At the age of 22, the artist departed from his homeland to explore Europe. A stranger in a strange land, his travels through Nantes resulted in a lasting encounter with an older lady who was native to that French city. Unable to pronounce the young man’s one-syllable nickname, which meant luck, fortune, and benevolence, she suggested a new moniker with similar meanings: Clémentine. Made into its masculine form and formalized with the English honorific, typically stylized in all lowercase letters, this name would become the public and private identity of the man, not a mere alias or pseudonym. He would, literally, become mr clement.

A Brief History of mr clement

Before this, while still attending the Hong Kong Academy for Performing Arts, the soon-to-be mr clement abandoned his education’s theatre direction and returned to his youthful passion for illustration. Foregoing the complex, Moebius-tinged style of his teenage years, he focused on finding his own wholly original aesthetic. Masked underneath simple line formations, the deeply expressive Lapin character emerged, its rabbit-like shape drawn by the shy artist every day in an attempt to woo a girl at school. And as this creation grew, it would become the core for an ongoing series of Lapin World Tour exhibits, taking the artist and his work not only to his native Hong Kong but also to Paris, London, Los Angeles, Chicago, and many other locales.

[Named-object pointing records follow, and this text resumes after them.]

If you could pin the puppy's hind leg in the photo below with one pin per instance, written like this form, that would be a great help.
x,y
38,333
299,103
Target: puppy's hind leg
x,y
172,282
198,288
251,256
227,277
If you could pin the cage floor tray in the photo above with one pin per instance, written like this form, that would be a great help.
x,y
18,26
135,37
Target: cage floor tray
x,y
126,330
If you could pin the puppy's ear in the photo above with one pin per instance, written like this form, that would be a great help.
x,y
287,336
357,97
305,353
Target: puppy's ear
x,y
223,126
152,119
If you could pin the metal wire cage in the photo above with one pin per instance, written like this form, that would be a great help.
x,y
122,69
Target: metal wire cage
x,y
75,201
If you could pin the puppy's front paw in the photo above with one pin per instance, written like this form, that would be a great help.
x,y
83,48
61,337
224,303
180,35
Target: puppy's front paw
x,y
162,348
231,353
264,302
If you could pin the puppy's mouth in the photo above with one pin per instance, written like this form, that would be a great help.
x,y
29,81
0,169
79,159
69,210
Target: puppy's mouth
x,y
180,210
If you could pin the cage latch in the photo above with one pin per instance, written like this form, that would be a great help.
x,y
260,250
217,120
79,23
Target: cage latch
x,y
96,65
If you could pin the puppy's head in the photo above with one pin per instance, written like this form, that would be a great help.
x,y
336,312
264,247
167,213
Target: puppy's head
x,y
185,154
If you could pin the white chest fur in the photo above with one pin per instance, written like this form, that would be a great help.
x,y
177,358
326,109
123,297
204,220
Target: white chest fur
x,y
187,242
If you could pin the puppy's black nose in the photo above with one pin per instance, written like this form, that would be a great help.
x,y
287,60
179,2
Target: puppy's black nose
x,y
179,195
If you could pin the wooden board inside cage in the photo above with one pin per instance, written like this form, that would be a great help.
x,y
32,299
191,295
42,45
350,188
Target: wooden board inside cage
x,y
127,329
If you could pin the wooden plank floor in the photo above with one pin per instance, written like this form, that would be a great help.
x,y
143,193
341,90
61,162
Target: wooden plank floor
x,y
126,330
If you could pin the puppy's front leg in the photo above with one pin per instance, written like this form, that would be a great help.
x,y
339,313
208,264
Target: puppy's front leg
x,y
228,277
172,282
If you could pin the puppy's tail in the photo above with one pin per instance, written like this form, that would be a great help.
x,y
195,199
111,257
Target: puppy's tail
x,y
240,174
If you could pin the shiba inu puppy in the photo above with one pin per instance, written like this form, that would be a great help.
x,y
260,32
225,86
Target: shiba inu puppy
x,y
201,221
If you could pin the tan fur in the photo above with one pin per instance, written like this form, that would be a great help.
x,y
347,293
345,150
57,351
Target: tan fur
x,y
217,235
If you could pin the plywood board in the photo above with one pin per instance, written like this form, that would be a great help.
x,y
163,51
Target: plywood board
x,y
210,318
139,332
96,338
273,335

While the Lapin character became known early on in his Astrolapin guise, the space suit adored creature occasionally exploring the unknown with a map in his hand, mr clement would expose the art toy world at large to his Common Lapin in 2005. Hand-cast in resin, this edition of roughly 4-inch tall pieces would be followed, after a brief sculptural exploration of his Mr Yeah Kou character’s world, by a factory-produced vinyl versions of the rabbit creation, such as 2008’s Petit Lapin and 2009’s Petit Astrolapin. Having evolved through self-published comics without a fixed identity, mr clement’s characters were like actors undertaking different roles, seamlessly shifting from a letter-wielding deliveryman here to a knife-grasping murderer there, appearances reflected in the various art toy renditions. And while this medium proved popular with the artist’s connoisseurs, mr clement bid farewell to issuing vinyl-cast editions with 2016’s Astrolapin: Full Circle, though he proclaimed at the time that this was far from the end of the Lapin form…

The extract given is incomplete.